No elephants were harmed in the making of this post.


  1. I would possibly buy bottled elephants. Lol.

  2. Am I a sucker? Sometimes. As long as I've not up to my armpits in poo or there isn't a child in the bath/having a tanty 
    Do I do marketing surverys? Yes, see previous answer.
    Do I want elephants in my shower gel? Will they be soap free elephants? I avoid soap as I find it too drying 'ahem' and it means you need to clean your shower more often!

  3. I usually avoid this kind of stuff.... but an elephant in shower gel? That I'd pay for. As long as it was a cruelty free elephant, derived from natural organic jojoba beans, or some such thing - but not palm oil, obviously.  And was fragrance free.  And non-allergenic.  

  4. It's funny what words we add to random things.  I always use elephants as well.  My partner uses 'a wheel of cheese'.  Know what you mean about the surveys, I take them occasionally too.  I get annoyed when the questions are 'how innovative do you find our elephant body wash?'  and the weirdest question I've ever had was after getting a sampler of a new type of cat food for my cat 'on a scale of 1 - 5, how tasty were the dry cat biscuits?'  Uhhhhhhhhh. I thought they were for the cat?

  5. All our elephants are ethically sourced, are hypo-allergenic and dermatologist tested...

  6. Our elephants are safe pH balanced soap alternative

  7. Obviously you were meant to try them, Megan! I'm doing a review of dog chews on Monday. Well *I'm* not, my dog is, but if I want to be thorough...

  8. I don't know about you, but I always taste the cat food. Wouldn't want to give them anything I wouldn't eat myself, would I?

    Please know that I'm joking. Only my kids eat the cat food.

  9. Haha, funny post.
    I hardly ever do market surveys. Couldn't be arsed, really. As for shower gel, I go for whatever is cheap, comes in the biggest bottle so I don't have to buy another one for a while, and is one hubby and I can both use so I don't have to bother with getting two. I'm all about convenience (comes from not being arsed to do anything more than necessary. Especially regarding the grocery shopping).

  10. Answers: d,d,d,d. That would be if I used shower gel or even did surveys. I like soap.

  11. MPS is the survey sucker.

    I said yes to a book of raffle tickets once.  Don't do that.  Trust me.  Fuckers.

    And you need to bring out a line of 'Dude it is just shower gel' shower gels.  I would totally buy it.

  12. yes I do surveys. I used to do them all the time but I set up a folder and an email rule so that I could be more organised. But what actually happened is that I just forgot to ever open the folder which is why the folder marked "surveys to do" has 76 unread emails. 
    I like it when I do a survey which asks for opinions on slogans and packaging and then I see that product on the shelves and I think "ahh they took my suggestion" (of course, just mine not the thousands that agreed) or I think "what? I said that slogan was least likely to make me buy it!" I put it into my trolley..
    I was also a telemarketer and the universe makes sure that those of us that were telemarketers get more calls that others. Even if you put your number on the do not call register. Karma will call you at tea time and try to sell you a security system. or timeshare.

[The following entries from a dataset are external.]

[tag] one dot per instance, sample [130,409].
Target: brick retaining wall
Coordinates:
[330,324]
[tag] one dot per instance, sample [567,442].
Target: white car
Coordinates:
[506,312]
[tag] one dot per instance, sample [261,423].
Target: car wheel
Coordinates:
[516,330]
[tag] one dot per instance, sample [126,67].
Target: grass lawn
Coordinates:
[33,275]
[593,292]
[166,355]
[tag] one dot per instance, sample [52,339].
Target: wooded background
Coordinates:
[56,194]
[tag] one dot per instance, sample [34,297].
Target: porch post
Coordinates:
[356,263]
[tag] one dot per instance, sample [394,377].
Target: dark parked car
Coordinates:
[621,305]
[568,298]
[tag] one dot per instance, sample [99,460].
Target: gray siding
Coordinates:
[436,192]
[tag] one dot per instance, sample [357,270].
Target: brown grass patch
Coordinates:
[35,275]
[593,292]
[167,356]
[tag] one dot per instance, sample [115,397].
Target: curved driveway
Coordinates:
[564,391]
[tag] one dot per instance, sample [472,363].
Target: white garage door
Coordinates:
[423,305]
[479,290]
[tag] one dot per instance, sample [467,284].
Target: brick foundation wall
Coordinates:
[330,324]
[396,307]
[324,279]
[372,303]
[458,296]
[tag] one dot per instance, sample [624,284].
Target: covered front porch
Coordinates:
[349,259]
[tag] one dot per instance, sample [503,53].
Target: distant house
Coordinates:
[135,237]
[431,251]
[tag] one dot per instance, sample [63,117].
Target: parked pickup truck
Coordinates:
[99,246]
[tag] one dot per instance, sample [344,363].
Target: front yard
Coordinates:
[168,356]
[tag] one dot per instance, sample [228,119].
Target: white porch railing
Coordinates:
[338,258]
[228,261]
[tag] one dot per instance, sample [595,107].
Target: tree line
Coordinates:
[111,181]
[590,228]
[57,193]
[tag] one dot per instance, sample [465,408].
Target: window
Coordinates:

    Oh by the way. I find shower gel exciting. But I don't get out much.

  13. I want Elephant shower gel! - I ate dog food once at work to prove to a customer it was all natural - he said if I ate a bit he would buy the big bag! It wasn't overly delicious, but I'm pretty sure my coat is shinier...

  14. Ralph Wiggum: My cat's breath smells like cat food!
    Kellie Heitman: My kid's breath smells like cat food!

  15. I think the frugal gene is strong in me. Also the lazy gene.

  16. I am definitely going to create a line of 'Dude it's just' products. It will be like the cool version of You'll Love Coles but I will make EVERYTHING. Dude it's just spaghetti, Dude it's just milk, Dude it's just the contraceptive pill... errr.

  17. Hilarious!!  I used to do phone surveys so I am right under your name for Sucker in the phone book.  Love the post!

  18. Good to know I've got company, Melanie!